Building a C Compiler from Scratch with AI-Driven Development

¡ 3 min read

Recently, we completed Fastcc, a self-hosting C compiler built from scratch. The project was carried out with minimal human involvement and targets the ARM64 architecture.

Github Repo: https://github.com/moonbit-community/fastcc

We set a deliberately ambitious goal: to start from zero and build a C compiler, while keeping human involvement as limited as possible.

The initial motivation was to understand how current AI systems behave when tasked with a large, end-to-end software project.

Traditionally, building a full C compiler is considered a complex engineering task. It involves multiple stages — lexical analysis, parsing, semantic checks, optimization passes, and code generation — and typically requires deep domain knowledge and months (or even years) of focused work.

Initial Setup​

The process began with a single voice instruction to the AI agent: “Build a C compiler from scratch, close to tcc, targeting ARM64.”

The project was named Fastcc.

We chose tcc (Tiny C Compiler) as a reference because of its fast compilation speed, which is particularly important for MoonBit’s development workflow. MoonBit’s Native backend supports both LLVM and C, and having a dedicated C compiler enables full self-hosting.

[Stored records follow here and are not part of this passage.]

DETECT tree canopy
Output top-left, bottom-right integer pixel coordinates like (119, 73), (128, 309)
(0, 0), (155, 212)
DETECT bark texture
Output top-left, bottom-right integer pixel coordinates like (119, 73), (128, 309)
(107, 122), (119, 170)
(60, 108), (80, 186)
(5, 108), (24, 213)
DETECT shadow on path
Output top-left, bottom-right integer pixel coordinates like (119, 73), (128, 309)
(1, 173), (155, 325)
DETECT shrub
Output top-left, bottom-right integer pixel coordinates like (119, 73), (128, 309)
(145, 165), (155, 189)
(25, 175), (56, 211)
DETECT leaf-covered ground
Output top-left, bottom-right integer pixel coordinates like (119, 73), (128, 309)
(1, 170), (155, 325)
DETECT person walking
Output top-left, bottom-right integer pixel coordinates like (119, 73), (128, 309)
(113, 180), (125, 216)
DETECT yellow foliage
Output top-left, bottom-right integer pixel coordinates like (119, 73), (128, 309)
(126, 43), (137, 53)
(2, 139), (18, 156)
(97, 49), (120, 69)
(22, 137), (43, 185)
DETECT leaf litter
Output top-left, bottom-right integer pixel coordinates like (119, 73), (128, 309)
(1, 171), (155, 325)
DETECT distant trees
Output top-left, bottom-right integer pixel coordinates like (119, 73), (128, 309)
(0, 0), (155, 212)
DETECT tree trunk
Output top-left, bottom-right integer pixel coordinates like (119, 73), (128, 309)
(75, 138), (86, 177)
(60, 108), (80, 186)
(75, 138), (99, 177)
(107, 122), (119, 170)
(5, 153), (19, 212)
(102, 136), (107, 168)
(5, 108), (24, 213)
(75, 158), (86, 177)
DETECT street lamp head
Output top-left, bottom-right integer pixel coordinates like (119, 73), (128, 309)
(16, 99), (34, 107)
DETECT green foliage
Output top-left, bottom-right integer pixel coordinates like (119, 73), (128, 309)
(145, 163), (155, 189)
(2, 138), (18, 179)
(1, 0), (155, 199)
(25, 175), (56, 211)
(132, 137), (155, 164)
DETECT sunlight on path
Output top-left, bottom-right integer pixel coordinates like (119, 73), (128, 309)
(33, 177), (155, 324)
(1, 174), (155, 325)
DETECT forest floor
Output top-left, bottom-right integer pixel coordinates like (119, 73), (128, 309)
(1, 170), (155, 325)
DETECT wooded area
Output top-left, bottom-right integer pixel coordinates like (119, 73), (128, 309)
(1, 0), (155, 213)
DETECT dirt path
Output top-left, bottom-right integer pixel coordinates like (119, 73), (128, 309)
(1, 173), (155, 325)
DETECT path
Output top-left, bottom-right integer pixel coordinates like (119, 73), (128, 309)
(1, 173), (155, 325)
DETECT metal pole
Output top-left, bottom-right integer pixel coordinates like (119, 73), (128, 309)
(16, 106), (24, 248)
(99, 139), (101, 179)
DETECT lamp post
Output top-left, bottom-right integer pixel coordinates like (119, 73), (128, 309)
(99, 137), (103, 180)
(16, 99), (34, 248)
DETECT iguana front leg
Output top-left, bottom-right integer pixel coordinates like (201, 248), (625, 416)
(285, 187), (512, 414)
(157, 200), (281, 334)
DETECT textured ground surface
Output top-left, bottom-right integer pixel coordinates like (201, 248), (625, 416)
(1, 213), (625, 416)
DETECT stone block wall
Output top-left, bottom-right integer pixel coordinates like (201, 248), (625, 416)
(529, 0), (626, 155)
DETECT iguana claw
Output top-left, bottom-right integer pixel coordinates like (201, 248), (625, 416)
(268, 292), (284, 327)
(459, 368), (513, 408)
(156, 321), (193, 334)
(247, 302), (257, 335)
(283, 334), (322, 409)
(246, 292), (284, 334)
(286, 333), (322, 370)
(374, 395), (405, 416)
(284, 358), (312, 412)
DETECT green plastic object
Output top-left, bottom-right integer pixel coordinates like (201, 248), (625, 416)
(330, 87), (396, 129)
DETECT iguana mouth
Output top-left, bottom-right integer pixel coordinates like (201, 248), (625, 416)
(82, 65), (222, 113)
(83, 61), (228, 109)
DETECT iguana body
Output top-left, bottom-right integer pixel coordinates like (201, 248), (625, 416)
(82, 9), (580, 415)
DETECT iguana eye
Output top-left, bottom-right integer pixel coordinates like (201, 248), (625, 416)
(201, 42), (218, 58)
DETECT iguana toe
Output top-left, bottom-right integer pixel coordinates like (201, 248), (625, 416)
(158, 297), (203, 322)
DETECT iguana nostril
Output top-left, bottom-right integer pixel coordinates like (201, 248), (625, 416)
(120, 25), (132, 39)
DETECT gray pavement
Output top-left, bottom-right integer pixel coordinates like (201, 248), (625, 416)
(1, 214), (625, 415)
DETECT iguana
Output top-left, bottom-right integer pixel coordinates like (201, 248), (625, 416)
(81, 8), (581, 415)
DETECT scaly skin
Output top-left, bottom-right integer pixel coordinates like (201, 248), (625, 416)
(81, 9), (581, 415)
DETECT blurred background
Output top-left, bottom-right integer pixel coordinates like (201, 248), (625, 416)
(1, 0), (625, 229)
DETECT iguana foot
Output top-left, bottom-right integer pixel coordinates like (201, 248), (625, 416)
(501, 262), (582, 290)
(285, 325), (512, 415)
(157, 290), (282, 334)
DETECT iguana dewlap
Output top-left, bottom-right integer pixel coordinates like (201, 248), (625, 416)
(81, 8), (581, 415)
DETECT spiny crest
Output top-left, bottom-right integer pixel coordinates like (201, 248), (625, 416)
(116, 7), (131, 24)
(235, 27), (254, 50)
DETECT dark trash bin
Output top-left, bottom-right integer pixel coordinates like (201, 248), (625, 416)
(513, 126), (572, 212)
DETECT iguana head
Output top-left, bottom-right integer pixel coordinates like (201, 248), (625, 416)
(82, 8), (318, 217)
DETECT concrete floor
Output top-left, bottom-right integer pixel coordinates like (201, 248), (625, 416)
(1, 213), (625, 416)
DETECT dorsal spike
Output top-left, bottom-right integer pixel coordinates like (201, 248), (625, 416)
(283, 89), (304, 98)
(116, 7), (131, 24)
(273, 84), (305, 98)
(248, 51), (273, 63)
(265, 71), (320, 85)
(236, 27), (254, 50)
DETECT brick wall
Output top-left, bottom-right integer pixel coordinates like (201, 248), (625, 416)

At the same time, tcc is unsafe, poorly maintained, and leaves room for architectural improvements. To keep the scope focused, we limited the target to ARM64.

Self-Hosting and Verification​

By day seven, Fastcc reached a key milestone: self-hosting.

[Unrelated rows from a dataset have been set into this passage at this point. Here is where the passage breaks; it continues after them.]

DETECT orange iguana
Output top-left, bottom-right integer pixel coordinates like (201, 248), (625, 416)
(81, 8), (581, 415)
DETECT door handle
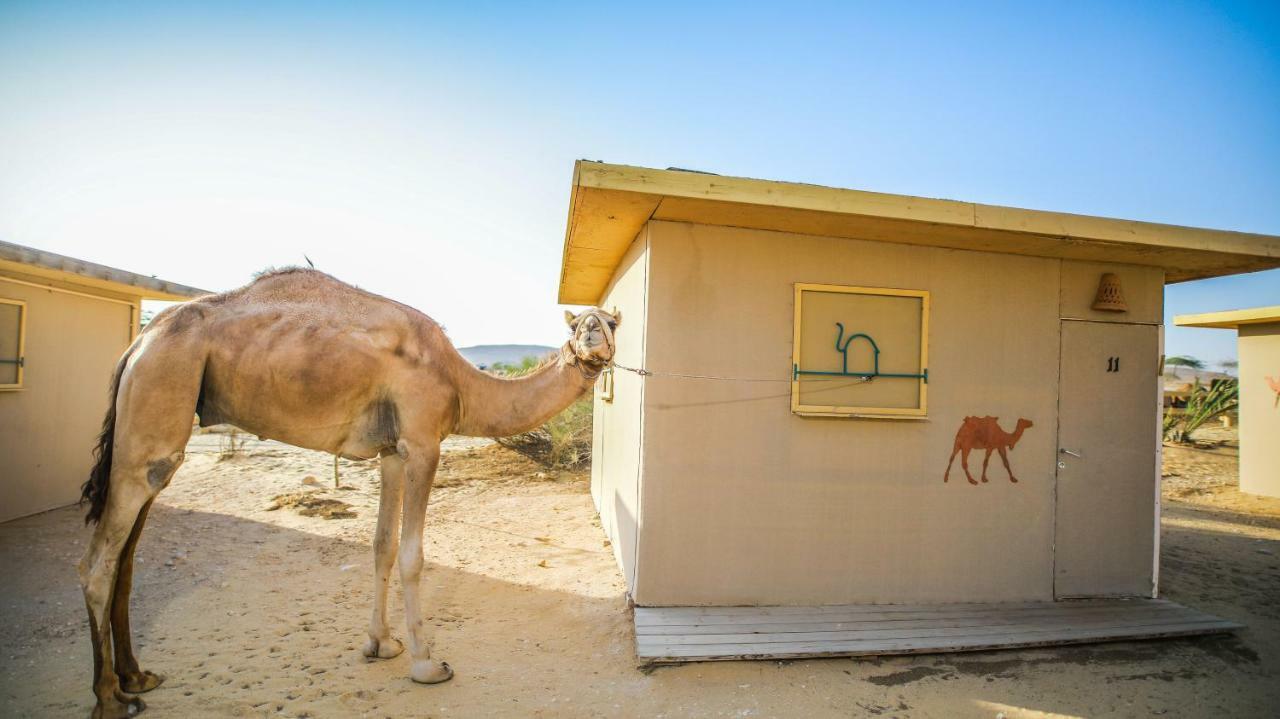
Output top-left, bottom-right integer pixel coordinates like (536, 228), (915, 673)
(1059, 448), (1082, 458)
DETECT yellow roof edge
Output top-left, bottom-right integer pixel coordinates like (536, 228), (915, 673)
(576, 162), (1280, 255)
(559, 161), (1280, 306)
(556, 161), (585, 305)
(0, 241), (210, 302)
(1174, 305), (1280, 329)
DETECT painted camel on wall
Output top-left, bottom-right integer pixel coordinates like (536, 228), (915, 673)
(1266, 375), (1280, 408)
(944, 416), (1034, 485)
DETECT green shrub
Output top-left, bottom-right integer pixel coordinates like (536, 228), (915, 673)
(1163, 378), (1238, 444)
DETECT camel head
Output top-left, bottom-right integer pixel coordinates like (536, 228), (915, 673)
(1010, 418), (1034, 446)
(564, 308), (621, 367)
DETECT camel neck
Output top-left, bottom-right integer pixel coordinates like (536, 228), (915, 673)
(449, 344), (594, 437)
(1009, 424), (1029, 446)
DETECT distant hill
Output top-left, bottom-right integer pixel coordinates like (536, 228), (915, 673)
(457, 344), (557, 369)
(1162, 365), (1234, 393)
(1163, 365), (1233, 383)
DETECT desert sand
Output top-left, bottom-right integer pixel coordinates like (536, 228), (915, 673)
(1, 430), (1278, 718)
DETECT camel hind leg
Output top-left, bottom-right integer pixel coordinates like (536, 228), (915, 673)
(81, 481), (155, 719)
(81, 446), (189, 718)
(944, 445), (960, 482)
(80, 337), (201, 717)
(960, 448), (978, 485)
(111, 499), (164, 694)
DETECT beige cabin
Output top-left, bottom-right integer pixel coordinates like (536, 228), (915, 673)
(1175, 306), (1280, 499)
(0, 241), (206, 522)
(561, 162), (1280, 612)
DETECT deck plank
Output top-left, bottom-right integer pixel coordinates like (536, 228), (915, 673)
(634, 599), (1241, 662)
(634, 599), (1172, 625)
(636, 604), (1193, 634)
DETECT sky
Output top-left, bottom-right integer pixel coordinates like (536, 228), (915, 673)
(0, 1), (1276, 361)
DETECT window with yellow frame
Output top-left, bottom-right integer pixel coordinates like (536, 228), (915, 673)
(791, 284), (929, 418)
(0, 298), (27, 390)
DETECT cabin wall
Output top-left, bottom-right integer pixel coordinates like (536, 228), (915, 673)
(628, 220), (1161, 606)
(0, 275), (138, 522)
(1238, 322), (1280, 498)
(590, 226), (650, 587)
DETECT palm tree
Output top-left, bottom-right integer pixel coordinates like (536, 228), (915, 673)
(1164, 379), (1238, 443)
(1164, 355), (1205, 376)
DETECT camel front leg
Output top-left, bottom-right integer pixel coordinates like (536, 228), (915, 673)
(998, 447), (1019, 483)
(363, 453), (405, 660)
(981, 449), (993, 483)
(397, 442), (453, 684)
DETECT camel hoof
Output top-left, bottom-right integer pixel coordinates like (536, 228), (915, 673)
(119, 670), (164, 694)
(967, 478), (978, 485)
(363, 636), (405, 660)
(1009, 477), (1019, 483)
(92, 692), (145, 719)
(410, 659), (453, 684)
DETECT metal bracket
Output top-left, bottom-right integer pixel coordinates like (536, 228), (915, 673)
(794, 323), (927, 383)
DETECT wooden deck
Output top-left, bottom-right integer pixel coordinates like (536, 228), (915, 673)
(634, 598), (1242, 663)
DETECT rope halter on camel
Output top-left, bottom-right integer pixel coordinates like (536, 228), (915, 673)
(562, 308), (617, 381)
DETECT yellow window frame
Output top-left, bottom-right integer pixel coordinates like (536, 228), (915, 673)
(791, 283), (930, 419)
(0, 297), (27, 391)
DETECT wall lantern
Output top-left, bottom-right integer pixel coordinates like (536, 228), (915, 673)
(1092, 273), (1128, 312)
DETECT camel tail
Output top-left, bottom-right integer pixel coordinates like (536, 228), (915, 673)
(81, 344), (135, 525)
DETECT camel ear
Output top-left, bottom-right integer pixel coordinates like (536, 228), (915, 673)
(608, 309), (621, 328)
(564, 310), (579, 328)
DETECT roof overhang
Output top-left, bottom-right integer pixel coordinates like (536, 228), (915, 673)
(1174, 305), (1280, 330)
(558, 161), (1280, 305)
(0, 240), (209, 301)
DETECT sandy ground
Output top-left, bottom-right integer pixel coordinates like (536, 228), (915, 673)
(2, 431), (1278, 718)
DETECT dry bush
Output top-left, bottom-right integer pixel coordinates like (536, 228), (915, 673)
(265, 491), (356, 519)
(495, 396), (593, 470)
(218, 428), (247, 460)
(487, 355), (594, 469)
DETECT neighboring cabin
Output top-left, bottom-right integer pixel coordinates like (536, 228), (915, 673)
(0, 241), (207, 522)
(559, 162), (1280, 611)
(1176, 306), (1280, 498)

Here, “self-hosting” means Fastcc was able to compile the C output generated from its own source and run its test suite:

  1. Use the MoonBit toolchain to build the Fastcc project (Fastcc.mbt) into an initial compiler executable (Fastcc.exe).
  2. Use the MoonBit toolchain to compile the same source into C (via the Native backend’s C output), producing C files for Fastcc.
  3. Use Fastcc.exe to compile that generated C output into a second executable (Fastcc1.exe).
  4. Verify that Fastcc1.exe passes Fastcc’s own tests.

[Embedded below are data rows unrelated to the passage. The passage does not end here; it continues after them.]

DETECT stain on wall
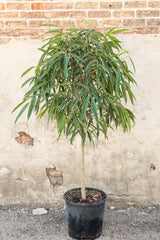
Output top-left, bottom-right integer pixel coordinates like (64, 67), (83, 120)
(15, 132), (34, 146)
(46, 163), (63, 188)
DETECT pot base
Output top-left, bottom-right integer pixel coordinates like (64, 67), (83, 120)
(64, 188), (107, 240)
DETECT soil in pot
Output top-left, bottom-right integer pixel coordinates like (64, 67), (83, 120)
(65, 188), (105, 204)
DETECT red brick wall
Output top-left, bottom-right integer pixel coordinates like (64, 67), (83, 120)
(0, 0), (160, 42)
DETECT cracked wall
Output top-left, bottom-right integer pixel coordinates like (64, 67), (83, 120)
(0, 36), (160, 205)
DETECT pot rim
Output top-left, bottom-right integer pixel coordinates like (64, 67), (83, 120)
(63, 187), (107, 207)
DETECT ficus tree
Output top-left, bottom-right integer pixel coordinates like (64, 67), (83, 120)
(13, 25), (136, 200)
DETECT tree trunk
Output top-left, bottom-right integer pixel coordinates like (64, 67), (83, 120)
(81, 142), (86, 200)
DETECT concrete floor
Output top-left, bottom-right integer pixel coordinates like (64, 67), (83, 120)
(0, 203), (159, 240)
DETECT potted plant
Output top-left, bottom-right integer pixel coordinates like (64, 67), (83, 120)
(13, 25), (136, 239)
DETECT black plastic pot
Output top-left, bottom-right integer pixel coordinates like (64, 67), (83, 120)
(63, 187), (107, 239)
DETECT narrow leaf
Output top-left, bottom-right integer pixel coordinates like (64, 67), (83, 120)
(63, 54), (70, 80)
(21, 66), (35, 78)
(111, 29), (129, 34)
(14, 103), (29, 123)
(81, 19), (93, 27)
(115, 71), (121, 95)
(91, 98), (99, 124)
(12, 100), (26, 113)
(27, 97), (36, 120)
(21, 77), (35, 88)
(81, 95), (90, 120)
(40, 84), (56, 97)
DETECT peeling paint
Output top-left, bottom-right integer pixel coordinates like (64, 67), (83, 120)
(15, 131), (34, 146)
(150, 163), (156, 171)
(46, 163), (63, 188)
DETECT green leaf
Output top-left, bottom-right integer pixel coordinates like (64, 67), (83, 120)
(21, 66), (35, 78)
(115, 71), (121, 95)
(21, 77), (35, 88)
(73, 89), (84, 109)
(81, 19), (93, 27)
(129, 56), (136, 73)
(63, 54), (70, 80)
(111, 29), (129, 34)
(57, 100), (71, 115)
(24, 81), (47, 98)
(127, 87), (136, 104)
(14, 103), (29, 123)
(45, 29), (63, 34)
(40, 84), (56, 97)
(81, 95), (90, 120)
(36, 108), (47, 119)
(57, 116), (66, 139)
(12, 100), (27, 113)
(45, 51), (63, 65)
(91, 98), (99, 124)
(14, 26), (137, 146)
(70, 130), (79, 144)
(27, 97), (36, 120)
(87, 130), (95, 146)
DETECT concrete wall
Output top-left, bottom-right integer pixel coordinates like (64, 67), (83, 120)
(0, 35), (160, 205)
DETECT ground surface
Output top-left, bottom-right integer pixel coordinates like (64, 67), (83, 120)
(0, 201), (159, 240)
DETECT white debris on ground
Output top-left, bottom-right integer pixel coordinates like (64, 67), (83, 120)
(32, 208), (48, 215)
(110, 206), (115, 210)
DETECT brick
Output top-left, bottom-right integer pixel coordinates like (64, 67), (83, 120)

Fastcc could also compile the tcc source code at this stage. For performance testing we used v.c, a single-file snapshot of the V compiler.

In early benchmarks, Fastcc was about 60× slower than tcc on this input. After subsequent profiling and targeted optimizations, the compilation throughput improved substantially, reaching around 4× faster than clang -O0 on the same benchmark.

Autonomous Workflow and Design Decisions​

Throughout most of the development process, the AI agent decomposed and implemented tasks autonomously. Its work included:

  • Designing the abstract syntax tree (AST)

  • Generating core compiler modules

  • Implementing multiple optimization passes

  • Debugging using lldb as part of its own investigation

  • Profiling performance hotspots using Xcode command-line tools, based on high-level guidance

  • Writing scripts to identify hot paths and guide targeted optimizations

Although the initial directive referenced tcc’s structure, the agent chose a multi-pass design rather than a single-pass model, prioritizing correctness and extensibility over strict structural similarity.

Human involvement was limited to occasional guidance and corrective direction, mainly at the level of goals and evaluation rather than step-by-step instruction.

Outcome​

By day ten, I rarely touched the keyboard.Throughout the process, the agent operated like a tireless engineering team inside the MoonBit ecosystem.

After 10 days, it produced:

  • A working C compiler implementing core language features
  • ~35,000 lines of readable, structured code

Conclusion​

It’s worth noting that this outcome was not accidental. It was made possible by MoonBit’s toolchain and language design, which together enable sustained, large-scale, agent-driven software development.